Сахиб выдохнул с облегчением и заговорил уже свободнее:
- Мой фюрер, мы с вами изначально готовили отступной вариант, и вы сейчас сами только что его озвучили. Совершенно с вами согласен: сдаться или сбежать - недостойно великого вождя! Но даже если вы погибнете в битве с врагом, то все равно останется ваша кровь, ваш дух и ваши идеи. Новый человек с вашей душой возродится из вашего же яичка в Новой Швабии. И это будете снова вы собственной персоной. В следующем веке вы сможете возобновить вашу борьбу!
- Яичко все еще в надлежащей сохранности?
- В лучшем виде! Даже, если лаборатория подвергнется бомбежке и будет разрушена, ничего не изменится - криососуд способен функционировать в автономном режиме долгое время.
- Искусственное оплодотворение?
- Да, мой фюрер. Но есть одно но, о котором я раньше умалчивал.
- Какое же?
- Матерью вашего сына должна быть… Ева Браун!
- Ева!? - Гитлер даже подскочил от удивления.
- Да, так говорят звезды.
- Но как это возможно? Вы полагаете, что ее нужно отправить в Анктартиду без меня? Да захочет ли она? Недавно Ева мне заявила, что если потребуется, то умрет вместе со мной. Мы решили в этом случае сочетаться законным браком. Она хочет умереть как жена вождя, Вождя Славы, а не как чья-то подстилка. Я ей обещал…
Гитлер поднялся, заложил руки за спину и стал мерить купе тихими бесплотными шажками.

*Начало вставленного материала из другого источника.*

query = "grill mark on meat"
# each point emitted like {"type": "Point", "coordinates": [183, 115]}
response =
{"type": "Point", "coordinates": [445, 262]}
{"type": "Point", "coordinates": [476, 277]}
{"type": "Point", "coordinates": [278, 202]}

- Мой фюрер, мы уже не раз беседовали с вами на такую тему, как реинкарнация, - сказал Сахиб, не спуская глаз с собеседника.
- И что с того?
- Наши святейшества Далай-ламы заранее подбирают себе новое тело для рождения после смерти и указывают своим подчиненным где, когда и по каким признакам потом их можно будет найти. Через несколько лет в указанное место отправляется делегация, находят мальчика, предъявляют среди множества вещей и те из них, которыми владел почивший Далай-лама. Найденыш безошибочно отбирает из них нужные, и это служит первым признаком того, что он и является реинкарнацией прежнего Далай-ламы. Часто мальчик сам бросается обнимать кого-то из прибывших - он узнает в них своих любимых учеников или служителей. Вы, кстати, после своего возрождения, пройдете ту же процедуру.
- Можете мне этого не говорить, я это знаю. Просто конкретизируйте свою мысль, вы же хотите мне сказать что-то другое?
- Звезды нам показали, где и когда после войны возродится в новом теле Ева Браун. И в наших силах, точнее, в силах вашего духовного патрона подобрать для нее тело девочки, как две капли воды похожей на нее. Ваша Ева умрет с вами, а возродится новая Ева с ее же душой. Вот ее-то и нужно будет потом оправить в Новую Швабию, где будет храниться ваше яичко. Таким образом, ничто не помешает вашим с фройляйн Браун планам… - Сахиб осекся, - извините, мой фюрер, я хотел сказать, вашим намерениям, уйти из этой жизни. Так что, как видите, Высший не бросает вас уж совсем, точнее ваши идеи…
- Почему речь идет только об одной Еве, нельзя ли таким же образом, без всякого яичка возродить и меня где-нибудь поблизости от нее? - остановился Гитлер, повернувшись лицом к Сахибу.
Сахиб отвел от своего визави глаза:
- Нет, мой фюрер, ваша душа уже заложена, ей распорядятся иначе…
Гитлер оперся руками о стол и мрачной тенью навис над тибетцем.
- Что значит иначе? - лающим голосом прокричал он.
- Иначе, значит - только через яичко… - не поднимая глаз и втянув голову в плечи, словно ожидая удара, ответил тибетец.